In that way, acquiring veterans with expiring contracts makes sense. Sure, the Leafs will enjoy the cap space left when vets like Brewer and Lindstrom depart in the summer. But, in the short term, these new Leafs need to play:
Leafs take Brewer, who is in the last year of a four-year deal. Hey, like Lindstrom, they need bodies to play rest of season.
— Damien Cox (@DamoSpin) March 2, 2015
So, how might the Toronto Maple Leafs look over the last 19 games? Here’s a look at some projected line combinations.
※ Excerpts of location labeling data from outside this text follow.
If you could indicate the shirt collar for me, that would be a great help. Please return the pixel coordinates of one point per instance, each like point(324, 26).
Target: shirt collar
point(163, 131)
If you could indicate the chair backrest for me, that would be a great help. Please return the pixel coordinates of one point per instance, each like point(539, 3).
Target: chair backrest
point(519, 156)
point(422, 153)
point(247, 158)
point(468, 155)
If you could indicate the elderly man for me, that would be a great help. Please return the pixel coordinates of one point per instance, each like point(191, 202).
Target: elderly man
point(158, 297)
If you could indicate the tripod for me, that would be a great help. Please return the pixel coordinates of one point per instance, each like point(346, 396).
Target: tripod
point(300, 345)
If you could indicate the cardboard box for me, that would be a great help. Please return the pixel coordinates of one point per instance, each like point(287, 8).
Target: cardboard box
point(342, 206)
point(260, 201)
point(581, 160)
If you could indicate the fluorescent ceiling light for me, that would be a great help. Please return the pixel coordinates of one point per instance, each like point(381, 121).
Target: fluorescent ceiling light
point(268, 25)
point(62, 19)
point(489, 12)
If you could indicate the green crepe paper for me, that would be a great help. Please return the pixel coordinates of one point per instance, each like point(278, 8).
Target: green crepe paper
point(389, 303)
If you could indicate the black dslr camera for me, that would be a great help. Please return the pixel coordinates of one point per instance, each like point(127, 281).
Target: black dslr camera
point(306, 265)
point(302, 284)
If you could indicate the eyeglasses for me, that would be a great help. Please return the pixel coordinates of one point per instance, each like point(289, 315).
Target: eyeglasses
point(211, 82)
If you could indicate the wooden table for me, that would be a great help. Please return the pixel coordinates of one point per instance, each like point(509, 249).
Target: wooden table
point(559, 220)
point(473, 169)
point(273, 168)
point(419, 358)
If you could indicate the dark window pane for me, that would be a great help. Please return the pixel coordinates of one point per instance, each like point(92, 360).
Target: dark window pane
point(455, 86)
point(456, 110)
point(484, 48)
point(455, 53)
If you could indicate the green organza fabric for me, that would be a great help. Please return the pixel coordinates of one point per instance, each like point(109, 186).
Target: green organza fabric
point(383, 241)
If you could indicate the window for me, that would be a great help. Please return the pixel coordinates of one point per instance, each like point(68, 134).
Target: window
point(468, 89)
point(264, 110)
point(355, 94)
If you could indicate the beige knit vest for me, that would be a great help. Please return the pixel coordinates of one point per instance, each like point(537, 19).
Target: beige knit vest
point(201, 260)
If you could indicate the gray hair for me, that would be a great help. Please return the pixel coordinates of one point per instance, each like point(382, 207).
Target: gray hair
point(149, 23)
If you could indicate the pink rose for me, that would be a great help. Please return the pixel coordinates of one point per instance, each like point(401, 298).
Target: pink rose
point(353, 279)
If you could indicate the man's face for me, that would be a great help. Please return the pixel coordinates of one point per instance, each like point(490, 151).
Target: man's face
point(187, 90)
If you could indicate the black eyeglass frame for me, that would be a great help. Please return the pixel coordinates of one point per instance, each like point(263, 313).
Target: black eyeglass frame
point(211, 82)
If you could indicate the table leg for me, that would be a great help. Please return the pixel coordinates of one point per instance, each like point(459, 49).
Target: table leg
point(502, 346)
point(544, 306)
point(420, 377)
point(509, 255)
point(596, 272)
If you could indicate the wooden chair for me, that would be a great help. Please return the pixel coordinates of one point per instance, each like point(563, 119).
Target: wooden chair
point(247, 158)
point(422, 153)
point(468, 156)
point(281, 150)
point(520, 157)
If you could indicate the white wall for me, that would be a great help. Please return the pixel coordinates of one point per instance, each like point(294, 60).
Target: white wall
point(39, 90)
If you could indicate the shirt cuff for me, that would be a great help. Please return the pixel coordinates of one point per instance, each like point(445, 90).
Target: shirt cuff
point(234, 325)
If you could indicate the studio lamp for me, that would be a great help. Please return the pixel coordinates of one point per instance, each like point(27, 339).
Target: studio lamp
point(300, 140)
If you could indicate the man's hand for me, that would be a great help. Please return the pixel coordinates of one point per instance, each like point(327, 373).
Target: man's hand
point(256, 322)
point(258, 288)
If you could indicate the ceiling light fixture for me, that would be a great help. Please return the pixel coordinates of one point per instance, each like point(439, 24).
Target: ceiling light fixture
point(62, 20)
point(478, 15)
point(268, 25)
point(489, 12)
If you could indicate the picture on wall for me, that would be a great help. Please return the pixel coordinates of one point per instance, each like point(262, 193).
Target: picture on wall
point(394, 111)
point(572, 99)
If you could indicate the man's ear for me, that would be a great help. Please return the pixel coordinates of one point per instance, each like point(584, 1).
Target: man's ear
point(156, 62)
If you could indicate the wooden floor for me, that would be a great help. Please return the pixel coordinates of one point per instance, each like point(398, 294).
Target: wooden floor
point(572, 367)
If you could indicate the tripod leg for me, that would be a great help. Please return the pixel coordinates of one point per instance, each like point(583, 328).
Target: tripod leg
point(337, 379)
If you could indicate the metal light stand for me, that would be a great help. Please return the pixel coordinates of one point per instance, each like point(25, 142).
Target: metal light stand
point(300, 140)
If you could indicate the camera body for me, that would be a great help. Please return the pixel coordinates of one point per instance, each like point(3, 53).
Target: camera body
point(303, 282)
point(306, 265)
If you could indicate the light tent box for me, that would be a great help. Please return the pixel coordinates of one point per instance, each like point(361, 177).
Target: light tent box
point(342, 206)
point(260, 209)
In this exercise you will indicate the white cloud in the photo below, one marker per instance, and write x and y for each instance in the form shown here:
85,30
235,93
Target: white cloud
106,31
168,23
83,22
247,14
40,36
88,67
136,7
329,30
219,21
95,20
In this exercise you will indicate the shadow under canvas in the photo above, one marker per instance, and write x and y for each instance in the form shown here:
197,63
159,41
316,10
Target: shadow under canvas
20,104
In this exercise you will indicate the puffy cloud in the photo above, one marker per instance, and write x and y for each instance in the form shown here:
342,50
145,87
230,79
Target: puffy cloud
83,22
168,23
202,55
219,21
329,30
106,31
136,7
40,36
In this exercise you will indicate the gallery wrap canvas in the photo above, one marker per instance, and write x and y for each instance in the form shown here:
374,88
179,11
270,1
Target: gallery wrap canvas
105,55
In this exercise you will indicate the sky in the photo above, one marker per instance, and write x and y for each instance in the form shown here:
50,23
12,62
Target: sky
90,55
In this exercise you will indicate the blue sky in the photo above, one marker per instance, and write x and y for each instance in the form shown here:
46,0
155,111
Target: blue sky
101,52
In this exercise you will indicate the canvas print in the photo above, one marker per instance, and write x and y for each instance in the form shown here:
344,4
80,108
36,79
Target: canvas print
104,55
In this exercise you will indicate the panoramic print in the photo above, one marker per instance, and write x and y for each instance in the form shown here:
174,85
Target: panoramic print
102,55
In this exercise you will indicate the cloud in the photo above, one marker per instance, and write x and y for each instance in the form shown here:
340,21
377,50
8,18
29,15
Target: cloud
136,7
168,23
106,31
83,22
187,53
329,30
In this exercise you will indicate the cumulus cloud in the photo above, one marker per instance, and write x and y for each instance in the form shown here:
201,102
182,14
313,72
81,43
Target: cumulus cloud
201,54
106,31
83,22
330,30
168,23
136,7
The top three lines and fourth-line centre Trevor Smith are assumed to be lineup locks.
31-year-old Joakim Lindstrom, acquired from the Blues in the Jokinen deal, has never played more than 44 games or scored more than 20 points in a season. With an expiring, one-way contract, Lindstrom is likely to remain in Toronto for the rest of the season but is unlikely to remain in Toronto after the year ends. He and Zach Sill, acquired from Pittsburgh in the Winnik deal, will likely spell each other at the bottom of the Leafs lineup.
In the final forward spot, the Leafs will be forced to promote from within.
Brandon Kozun, Sam Carrick, Josh Leivo, Matt Frattin, Greg McKegg, and Troy Bodie each have spent time in the NHL this season. Any of these are a fair bet to claim the roster spot but the Leafs may be content to spread the playing time around.
Most interestingly, the hole in the Leafs’ lineup creates an opportunity to allow prized prospect William Nylander to take an NHL turn this year. Nylander has only nine points in 16 games at the AHL level but the Leafs may still choose to have the youngster test himself against NHL-level competition.
Roman Polak, Jake Gardiner, Phaneuf, Stephane Robidas (an awful, awful signing) and Morgan Rielly are set to continue pulling the Leafs towards the end line.
The sixth defenseman spot is of interest as Stuart Percy, TJ Brennan, and Petter Granberg will battle for the job. Any of the three might step up and into in the NHL.
All in all, the Toronto Maple Leafs rocked the NHL trade deadline.
By acquiring a slew of picks, finding a way to make the David Clarkson contract disappear, acquiring one promising prospect, and opening up NHL opportunities for Marlies skaters to play for, the Leafs are well-positioned to restructure their roster.
And though it may take a lot of time, at least the Leafs are finally (finally!) doing things the right way.
Noted Senators analytics blogger Emmanuel Perry put it perfectly:
I hate smart Toronto.
— Emmanuel Perry (@MannyElk) March 1, 2015
What do you think, Leafs fans? Has Toronto’s rebuild started on the right foot? Or, can the Leafs really change their locker room culture as long as Kessel, Bozak, Lupul, and Phaneuf are around?